Adults must be better models of behavior, said the leader of an effort to promote character in the community.
By RON COLE
VINDICATOR EDUCATION WRITER
YOUNGSTOWN -- Ask just about any school administrator or teacher in the nation to list the keys to improving education, and parental involvement will be near the top.
Ask what they're doing to get parents more involved, and you may get some blank stares.
"The words come from all of us, but the actions aren't always there," said Dr.
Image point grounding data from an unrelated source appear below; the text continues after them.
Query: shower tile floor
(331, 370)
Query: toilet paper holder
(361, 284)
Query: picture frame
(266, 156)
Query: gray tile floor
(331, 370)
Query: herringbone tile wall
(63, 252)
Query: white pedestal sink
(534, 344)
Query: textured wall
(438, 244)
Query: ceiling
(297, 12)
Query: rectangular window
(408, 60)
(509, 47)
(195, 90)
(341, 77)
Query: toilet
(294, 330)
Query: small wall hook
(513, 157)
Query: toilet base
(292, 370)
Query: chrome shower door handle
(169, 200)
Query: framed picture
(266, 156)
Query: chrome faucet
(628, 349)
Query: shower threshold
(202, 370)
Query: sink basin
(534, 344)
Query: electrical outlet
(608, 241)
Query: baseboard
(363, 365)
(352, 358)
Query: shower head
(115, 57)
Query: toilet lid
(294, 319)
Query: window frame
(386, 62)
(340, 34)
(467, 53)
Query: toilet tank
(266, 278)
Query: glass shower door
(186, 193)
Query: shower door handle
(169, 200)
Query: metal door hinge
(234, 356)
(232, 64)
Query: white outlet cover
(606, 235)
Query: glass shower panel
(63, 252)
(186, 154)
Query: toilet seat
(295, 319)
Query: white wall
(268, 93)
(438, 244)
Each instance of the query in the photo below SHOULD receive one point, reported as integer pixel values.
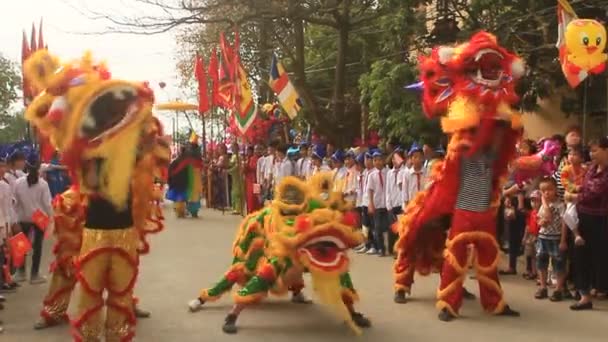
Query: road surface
(192, 253)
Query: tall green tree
(12, 124)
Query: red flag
(213, 74)
(40, 39)
(203, 97)
(19, 245)
(40, 219)
(33, 44)
(25, 54)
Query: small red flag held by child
(40, 219)
(19, 246)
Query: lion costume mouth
(109, 112)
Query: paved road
(194, 253)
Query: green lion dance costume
(307, 228)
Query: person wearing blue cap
(376, 188)
(340, 171)
(318, 155)
(16, 165)
(304, 164)
(283, 166)
(367, 219)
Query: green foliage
(395, 112)
(12, 124)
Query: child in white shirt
(376, 188)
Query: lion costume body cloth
(307, 228)
(113, 148)
(471, 86)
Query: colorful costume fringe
(104, 130)
(305, 229)
(472, 106)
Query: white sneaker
(195, 305)
(37, 280)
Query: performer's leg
(92, 270)
(120, 316)
(57, 299)
(452, 276)
(404, 276)
(349, 297)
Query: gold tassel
(329, 291)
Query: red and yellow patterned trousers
(108, 262)
(478, 229)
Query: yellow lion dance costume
(113, 147)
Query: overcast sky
(131, 57)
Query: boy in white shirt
(339, 171)
(376, 188)
(267, 174)
(414, 181)
(283, 166)
(303, 165)
(318, 155)
(394, 198)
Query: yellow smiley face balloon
(585, 44)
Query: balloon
(540, 164)
(583, 52)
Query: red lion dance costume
(113, 147)
(471, 87)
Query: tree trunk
(339, 101)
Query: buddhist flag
(280, 84)
(19, 246)
(245, 113)
(201, 77)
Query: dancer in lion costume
(471, 87)
(307, 228)
(113, 148)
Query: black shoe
(468, 295)
(557, 296)
(229, 326)
(360, 320)
(400, 297)
(445, 315)
(578, 306)
(508, 312)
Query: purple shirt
(593, 198)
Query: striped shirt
(475, 183)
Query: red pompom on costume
(471, 87)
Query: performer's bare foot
(196, 305)
(300, 298)
(229, 326)
(360, 320)
(445, 315)
(139, 313)
(468, 295)
(508, 312)
(400, 297)
(43, 324)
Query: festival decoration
(581, 44)
(106, 132)
(284, 89)
(540, 164)
(471, 87)
(307, 227)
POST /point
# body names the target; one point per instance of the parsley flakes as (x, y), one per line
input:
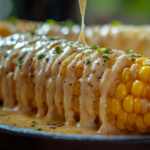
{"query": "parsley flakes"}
(58, 50)
(105, 56)
(87, 61)
(129, 51)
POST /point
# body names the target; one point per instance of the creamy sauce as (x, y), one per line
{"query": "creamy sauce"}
(40, 74)
(81, 39)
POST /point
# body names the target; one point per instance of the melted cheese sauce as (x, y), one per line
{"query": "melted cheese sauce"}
(32, 78)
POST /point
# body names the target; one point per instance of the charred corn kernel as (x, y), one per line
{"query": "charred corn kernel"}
(144, 106)
(137, 88)
(144, 90)
(132, 118)
(144, 73)
(120, 125)
(129, 85)
(111, 116)
(140, 122)
(79, 69)
(115, 106)
(147, 119)
(121, 91)
(75, 104)
(122, 117)
(125, 76)
(128, 103)
(134, 71)
(140, 60)
(142, 130)
(76, 89)
(137, 105)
Gary Fields, interim superintendent of the 2,200-student Zion-Benton Township High School north of Chicago.
"If we truly are going to change public schools, we must do so in partnership -- sincere, authentic partnerships -- with parents and the community."
Fields, a consultant with the International Center for Leadership in Education, spoke at Youngstown State University this morning during a program called "Rebuilding Our Community: The Issue of Character."
A high school principal or superintendent for 32 years in Wisconsin, Washington and Illinois, Fields is most known for his efforts to involve parents in schools and his philosophy of improving education from the "outside in."
Attitude is the key
At Fields' school, 1,300 parents have signed an agreement outlining ways in which they will monitor the activities of their children and others outside of school.
Getting parents engaged requires a full commitment from top level school leaders, and it goes beyond simply having an open door policy, he said.
"I don't believe in the concept of an open door policy; I think it's an open heart policy," he said.
"People can smell a phony a mile away, and if they truly aren't convinced that a principal or a superintendent or a board wants those partnerships, they can tell."
This morning's program, attended by nearly 150 leaders of local businesses and organizations, was conducted by Comprehensive Strategy for Serious, Violent and Chronic Offenders, a national program introduced in Mahoning County four years ago.
Nearly 300 local individuals, organizations and businesses have signed a position paper agreeing to adopt character traits such as integrity, respect, fairness and responsibility in their workplaces and homes.
"I think it is incumbent on all of us to take the paper we have endorsed, put it into action and make us a community of character," said Judge Theresa Dellick of Mahoning County juvenile court.
Today's meeting was aimed at helping businesses and organizations to incorporate character into their workplaces through employee evaluations, personnel policies, job descriptions and employee training.
"I think when we meet a year from now, we'll have more results," said Judge Dellick.
Anne Louise White, Comprehensive Strategy coordinator, said adults really need to be modeling better behavior and haven't been doing so in our community.
Instead, Mahoning Valley youth have been seeing political and other community leaders, including their congressman, involved in fraudulent and corrupt behavior, she said.
"We need to tell our young people that there are consequences to actions and that we need to be people of character," she added.